Still, Wall Street analysts are piling in on the positive news. This week, the company was deemed Royal Bank of Canada’s “top pick,” with analyst Greg Pardy commenting that the stock “offers investors the best of all worlds,” including free cash flow generation, production growth, and leverage to rising oil prices.
In fact, a majority of Canadian Natural Resources’s output remains unhedged, so earnings should see a commensurate boost if oil prices sustain their rebound. If oil climbs to US$70 a barrel, Greg Pardy anticipates cash flow hitting $5.4 billion, roughly 13% of the company’s current market cap.
What could go wrong?
As mentioned, most of Canadian Natural Resources’s production remains unhedged, which means it’s also exposed to falling prices. According to one major investment bank, oil’s latest run may face stiff resistance in the coming year.
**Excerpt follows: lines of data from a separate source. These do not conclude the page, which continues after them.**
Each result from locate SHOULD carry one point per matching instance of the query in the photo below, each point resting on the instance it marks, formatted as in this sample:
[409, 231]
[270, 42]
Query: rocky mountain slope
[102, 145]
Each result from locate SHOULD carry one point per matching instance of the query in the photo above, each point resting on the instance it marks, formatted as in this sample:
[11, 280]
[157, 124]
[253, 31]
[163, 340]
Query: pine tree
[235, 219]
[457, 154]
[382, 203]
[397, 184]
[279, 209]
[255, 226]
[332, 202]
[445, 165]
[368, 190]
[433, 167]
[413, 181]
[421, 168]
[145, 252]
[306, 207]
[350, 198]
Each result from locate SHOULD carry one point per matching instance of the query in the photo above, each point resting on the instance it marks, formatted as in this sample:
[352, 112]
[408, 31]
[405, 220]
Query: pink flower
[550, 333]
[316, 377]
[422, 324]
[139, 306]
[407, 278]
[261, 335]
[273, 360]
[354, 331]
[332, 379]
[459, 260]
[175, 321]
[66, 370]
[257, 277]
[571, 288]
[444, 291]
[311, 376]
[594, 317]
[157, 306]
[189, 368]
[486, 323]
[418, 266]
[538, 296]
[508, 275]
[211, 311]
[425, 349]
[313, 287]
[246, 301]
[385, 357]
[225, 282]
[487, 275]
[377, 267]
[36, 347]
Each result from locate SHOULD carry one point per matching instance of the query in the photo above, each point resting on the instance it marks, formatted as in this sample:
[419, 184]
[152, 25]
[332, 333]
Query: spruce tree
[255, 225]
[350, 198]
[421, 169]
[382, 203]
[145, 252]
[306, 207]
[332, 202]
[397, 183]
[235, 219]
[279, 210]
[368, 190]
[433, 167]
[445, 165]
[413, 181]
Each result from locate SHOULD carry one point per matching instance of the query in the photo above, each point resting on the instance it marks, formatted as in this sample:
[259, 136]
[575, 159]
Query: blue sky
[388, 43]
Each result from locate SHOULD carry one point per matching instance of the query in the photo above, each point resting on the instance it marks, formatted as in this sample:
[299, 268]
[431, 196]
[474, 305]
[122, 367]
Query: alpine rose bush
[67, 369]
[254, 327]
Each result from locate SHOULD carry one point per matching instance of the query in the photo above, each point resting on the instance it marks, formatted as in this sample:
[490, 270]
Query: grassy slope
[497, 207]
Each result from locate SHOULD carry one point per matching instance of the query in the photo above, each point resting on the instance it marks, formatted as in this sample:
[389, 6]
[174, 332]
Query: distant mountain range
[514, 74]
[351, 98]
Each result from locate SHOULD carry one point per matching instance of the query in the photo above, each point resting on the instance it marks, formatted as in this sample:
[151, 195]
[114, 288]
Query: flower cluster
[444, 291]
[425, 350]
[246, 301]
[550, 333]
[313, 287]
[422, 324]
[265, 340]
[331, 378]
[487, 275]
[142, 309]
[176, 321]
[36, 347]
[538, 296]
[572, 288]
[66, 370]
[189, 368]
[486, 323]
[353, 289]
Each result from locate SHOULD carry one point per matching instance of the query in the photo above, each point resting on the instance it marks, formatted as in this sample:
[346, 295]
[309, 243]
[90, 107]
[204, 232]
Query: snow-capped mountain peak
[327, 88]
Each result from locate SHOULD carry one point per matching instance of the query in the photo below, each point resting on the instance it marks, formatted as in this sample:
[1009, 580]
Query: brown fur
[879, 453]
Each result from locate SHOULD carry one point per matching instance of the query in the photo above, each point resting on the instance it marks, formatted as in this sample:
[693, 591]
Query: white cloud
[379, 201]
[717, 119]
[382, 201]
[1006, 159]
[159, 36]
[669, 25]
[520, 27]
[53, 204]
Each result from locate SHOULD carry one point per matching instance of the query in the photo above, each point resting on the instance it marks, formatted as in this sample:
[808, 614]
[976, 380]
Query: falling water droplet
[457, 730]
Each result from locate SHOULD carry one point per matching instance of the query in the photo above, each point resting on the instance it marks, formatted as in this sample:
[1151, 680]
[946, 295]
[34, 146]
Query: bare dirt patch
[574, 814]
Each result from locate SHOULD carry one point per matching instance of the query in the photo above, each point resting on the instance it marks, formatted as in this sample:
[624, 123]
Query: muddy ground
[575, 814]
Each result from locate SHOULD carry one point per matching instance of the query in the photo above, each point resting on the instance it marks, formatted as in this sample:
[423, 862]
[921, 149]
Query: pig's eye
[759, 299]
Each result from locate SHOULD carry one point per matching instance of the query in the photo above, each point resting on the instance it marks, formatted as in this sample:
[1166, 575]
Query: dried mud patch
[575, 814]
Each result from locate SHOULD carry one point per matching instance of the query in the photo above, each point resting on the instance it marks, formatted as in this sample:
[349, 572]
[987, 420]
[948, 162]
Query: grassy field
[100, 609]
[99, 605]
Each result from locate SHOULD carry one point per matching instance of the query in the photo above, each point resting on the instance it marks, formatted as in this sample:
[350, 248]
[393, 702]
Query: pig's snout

Damien Courvalin, an energy analyst at Goldman Sachs Group Inc., has been warning that oil markets could face another supply glut by 2017. While his estimates show that prices could go as high as US$51 a barrel by then end of this year (above his previous call of US$45), they will fall back to US$45 in the first three months of 2017 (down from his previous call of US$55).
“In essence, this forecast revision reflects our long-held view that expectation for long-term surpluses can create near-term shortages and leaves us cyclically bullish but long-term bearish,” he wrote. “We believe that the industry still has further to adjust.”
From its lows set in January, Canadian Natural Resources has already nearly doubled in price. If you’re piling in on this week’s good news, bear in mind that any hiccup in oil’s rise could damage the company’s stock price more drastically than its better-hedged competitors.